The Bawana power station is not alone. Across the country,a number of brand new projects,all of which formed part of the grandiose 54,000 MW record capacity addition that was added,at least on paper,in the last five years (Eleventh Plan spanning 2007-12),are not generating power for want of fuel both coal and gas.
In Haryana,the 1,500 MW Indira Gandhi Super Thermal Power Project set up by NTPC Ltd in partnership with Haryana and Delhi,is generating way below capacity as there is little coal. There are others Lancos 1,200 MW Anapara C and Reliance Powers 1,200 MW Rosa in Uttar Pradesh,along with NTPCs Kayamkulam project in Kerala,all of which are simply languishing for want of fuel. In fact,NTPC,the countrys largest generator,is barely able to operate about 26,000 MW of its installed capacity of 32,000 MW due to continuing fuel shortages.
But fuel is just one of the problems. The all-pervasive fuel shortage threatens to derail upcoming projects,spooking private developers and investors. Add to this a distribution sector that is haemorrhaging cash,a widening demand-supply gap,a flagging reforms agenda,and missed generation capacity addition targets.

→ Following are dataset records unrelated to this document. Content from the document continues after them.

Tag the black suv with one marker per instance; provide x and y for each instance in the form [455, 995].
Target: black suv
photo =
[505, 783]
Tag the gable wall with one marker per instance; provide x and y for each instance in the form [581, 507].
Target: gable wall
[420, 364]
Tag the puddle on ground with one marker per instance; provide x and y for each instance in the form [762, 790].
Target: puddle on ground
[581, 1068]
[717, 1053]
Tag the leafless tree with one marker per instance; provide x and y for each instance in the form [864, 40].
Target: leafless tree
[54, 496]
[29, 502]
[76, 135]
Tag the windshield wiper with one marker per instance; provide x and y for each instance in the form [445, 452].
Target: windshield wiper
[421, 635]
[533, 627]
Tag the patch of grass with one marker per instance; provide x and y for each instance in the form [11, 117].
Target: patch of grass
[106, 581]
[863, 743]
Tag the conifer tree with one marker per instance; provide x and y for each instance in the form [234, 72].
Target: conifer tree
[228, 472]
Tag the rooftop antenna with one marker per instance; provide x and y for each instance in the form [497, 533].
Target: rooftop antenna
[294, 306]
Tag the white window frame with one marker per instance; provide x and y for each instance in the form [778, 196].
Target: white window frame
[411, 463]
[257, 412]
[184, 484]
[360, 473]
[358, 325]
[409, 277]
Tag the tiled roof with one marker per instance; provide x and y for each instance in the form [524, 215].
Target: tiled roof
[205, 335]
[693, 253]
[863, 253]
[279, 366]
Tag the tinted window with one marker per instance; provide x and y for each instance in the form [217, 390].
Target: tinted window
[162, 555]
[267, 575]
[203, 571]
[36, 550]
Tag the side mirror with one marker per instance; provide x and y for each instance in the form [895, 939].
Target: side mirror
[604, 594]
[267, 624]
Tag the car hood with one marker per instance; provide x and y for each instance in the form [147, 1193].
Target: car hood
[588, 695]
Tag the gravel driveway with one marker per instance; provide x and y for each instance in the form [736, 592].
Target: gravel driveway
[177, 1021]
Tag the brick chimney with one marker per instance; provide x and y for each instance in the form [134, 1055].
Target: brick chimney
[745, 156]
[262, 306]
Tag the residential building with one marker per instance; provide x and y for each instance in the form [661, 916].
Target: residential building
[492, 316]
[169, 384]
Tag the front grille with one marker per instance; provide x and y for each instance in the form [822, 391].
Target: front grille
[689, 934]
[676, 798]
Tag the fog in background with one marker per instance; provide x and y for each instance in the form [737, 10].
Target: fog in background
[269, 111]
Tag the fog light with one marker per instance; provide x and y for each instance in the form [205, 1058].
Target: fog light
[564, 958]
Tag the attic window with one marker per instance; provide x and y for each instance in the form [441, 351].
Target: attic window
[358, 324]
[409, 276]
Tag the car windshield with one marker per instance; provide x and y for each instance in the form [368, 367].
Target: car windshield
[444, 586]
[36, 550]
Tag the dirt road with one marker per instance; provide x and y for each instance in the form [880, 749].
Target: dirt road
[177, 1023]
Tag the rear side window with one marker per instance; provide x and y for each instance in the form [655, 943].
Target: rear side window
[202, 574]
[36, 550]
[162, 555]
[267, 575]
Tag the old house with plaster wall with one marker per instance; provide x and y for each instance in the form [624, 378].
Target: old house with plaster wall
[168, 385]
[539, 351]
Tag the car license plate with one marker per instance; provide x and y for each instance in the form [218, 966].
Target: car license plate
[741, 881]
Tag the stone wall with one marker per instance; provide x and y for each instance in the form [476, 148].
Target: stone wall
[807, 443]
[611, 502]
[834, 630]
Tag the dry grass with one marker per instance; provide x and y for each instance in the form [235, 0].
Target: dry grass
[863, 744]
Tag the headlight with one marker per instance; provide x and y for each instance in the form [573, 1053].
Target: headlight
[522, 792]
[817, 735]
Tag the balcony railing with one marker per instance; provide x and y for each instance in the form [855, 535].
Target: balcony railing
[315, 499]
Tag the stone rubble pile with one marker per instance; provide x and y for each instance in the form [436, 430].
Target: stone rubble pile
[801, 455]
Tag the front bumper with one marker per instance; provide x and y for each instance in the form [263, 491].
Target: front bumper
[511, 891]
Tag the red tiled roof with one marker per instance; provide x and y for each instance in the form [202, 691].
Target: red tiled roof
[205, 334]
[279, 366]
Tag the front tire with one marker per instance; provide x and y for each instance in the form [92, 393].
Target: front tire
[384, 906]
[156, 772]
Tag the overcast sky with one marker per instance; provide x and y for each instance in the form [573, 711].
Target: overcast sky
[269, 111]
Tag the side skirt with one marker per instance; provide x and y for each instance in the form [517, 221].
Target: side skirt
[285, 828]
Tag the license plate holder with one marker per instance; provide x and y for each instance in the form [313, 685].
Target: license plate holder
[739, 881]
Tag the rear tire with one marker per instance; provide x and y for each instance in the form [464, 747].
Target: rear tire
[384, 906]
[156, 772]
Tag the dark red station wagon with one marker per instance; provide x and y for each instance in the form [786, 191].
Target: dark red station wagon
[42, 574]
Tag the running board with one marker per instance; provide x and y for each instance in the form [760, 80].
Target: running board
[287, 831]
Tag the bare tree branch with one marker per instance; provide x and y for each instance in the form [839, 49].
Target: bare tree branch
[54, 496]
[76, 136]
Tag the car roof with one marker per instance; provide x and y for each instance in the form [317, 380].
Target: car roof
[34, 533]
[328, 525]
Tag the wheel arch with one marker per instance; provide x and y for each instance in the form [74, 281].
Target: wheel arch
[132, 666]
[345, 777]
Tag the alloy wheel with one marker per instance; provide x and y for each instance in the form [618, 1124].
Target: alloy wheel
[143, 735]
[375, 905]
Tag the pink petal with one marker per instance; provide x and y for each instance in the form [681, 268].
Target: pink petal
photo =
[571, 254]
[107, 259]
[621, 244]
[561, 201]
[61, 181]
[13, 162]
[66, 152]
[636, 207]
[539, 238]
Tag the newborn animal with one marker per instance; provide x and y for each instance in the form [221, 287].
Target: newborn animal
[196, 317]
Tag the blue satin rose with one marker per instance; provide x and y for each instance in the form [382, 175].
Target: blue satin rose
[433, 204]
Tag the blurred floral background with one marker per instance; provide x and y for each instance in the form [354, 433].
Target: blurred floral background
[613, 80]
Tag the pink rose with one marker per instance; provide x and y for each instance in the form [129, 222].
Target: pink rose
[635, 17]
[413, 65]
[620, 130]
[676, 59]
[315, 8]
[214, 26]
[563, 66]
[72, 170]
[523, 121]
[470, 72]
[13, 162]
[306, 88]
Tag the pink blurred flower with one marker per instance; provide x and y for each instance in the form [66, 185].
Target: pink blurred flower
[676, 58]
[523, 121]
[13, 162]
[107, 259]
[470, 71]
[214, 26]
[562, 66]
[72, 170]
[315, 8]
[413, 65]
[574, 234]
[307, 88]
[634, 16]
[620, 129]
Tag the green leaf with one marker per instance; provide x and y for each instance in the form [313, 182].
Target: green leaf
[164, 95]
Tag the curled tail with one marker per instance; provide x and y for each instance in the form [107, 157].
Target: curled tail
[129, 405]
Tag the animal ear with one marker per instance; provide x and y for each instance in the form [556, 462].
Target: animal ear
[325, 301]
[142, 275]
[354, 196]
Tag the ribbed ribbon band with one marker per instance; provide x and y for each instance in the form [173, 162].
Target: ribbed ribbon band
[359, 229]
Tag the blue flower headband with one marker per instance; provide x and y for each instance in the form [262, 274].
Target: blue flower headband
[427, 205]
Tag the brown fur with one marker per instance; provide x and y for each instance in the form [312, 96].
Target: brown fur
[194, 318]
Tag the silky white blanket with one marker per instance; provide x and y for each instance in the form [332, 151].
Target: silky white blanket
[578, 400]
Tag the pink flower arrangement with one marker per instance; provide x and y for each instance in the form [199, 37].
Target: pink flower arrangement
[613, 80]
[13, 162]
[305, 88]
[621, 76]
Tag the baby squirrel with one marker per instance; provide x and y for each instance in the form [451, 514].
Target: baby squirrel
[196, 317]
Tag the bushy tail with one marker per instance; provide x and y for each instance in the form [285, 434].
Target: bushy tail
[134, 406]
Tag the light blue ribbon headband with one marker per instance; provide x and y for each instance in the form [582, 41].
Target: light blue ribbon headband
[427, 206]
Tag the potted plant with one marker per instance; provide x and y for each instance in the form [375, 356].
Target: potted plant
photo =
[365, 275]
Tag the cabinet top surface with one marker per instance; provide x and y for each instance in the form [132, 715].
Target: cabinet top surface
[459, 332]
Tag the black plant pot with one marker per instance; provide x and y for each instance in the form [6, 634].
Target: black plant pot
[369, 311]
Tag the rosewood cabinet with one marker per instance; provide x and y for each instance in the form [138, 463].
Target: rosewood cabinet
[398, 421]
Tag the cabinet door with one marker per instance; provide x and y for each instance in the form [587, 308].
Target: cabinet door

While some states such as Delhi and Punjab,having pushed through tariff hikes,are in a position to tie-up power from the short-term market and offer it to consumers,those such as Uttar Pradesh and Andhra Pradesh,which have continued to drag their feet on increasing consumer tariffs,are now simply not able to buy power from the market to plug the shortages.
Tariffs are simply not remunerative enough for distribution utilities to buy power from the market. They,instead,prefer shedding load as every unit of power sold only adds to the loss, an official from Uttar Pradesh said. This is reflected adequately in the fact that despite widespread shortages,the spot power price in the day-ahead market on the two operational power exchanges was hovering around Rs 3 a unit during much of last week. At least six of these states have declared power holidays and another eight have load-shedding plans lined up.
This at a time when industrial consumers,who are hardest hit by the shortages,are relying almost entirely on captive units to generate electricity at upwards of Rs 10 a unit. Little surprise then that industrial units,especially from states struggling with supply shortages,such as Punjab and Tamil Nadu,are increasingly turning to the bourses to buy spot power.
The widespread shortages in different states,captured by The Indian Express in reports from across the country,shows that electricity continues to be in short-supply,the record capacity addition claimed in the last five years notwithstanding. The biggest irony of it all is that 2012 was designated as the governments power for all target year. The goal,though,clearly remains a distant pipe dream.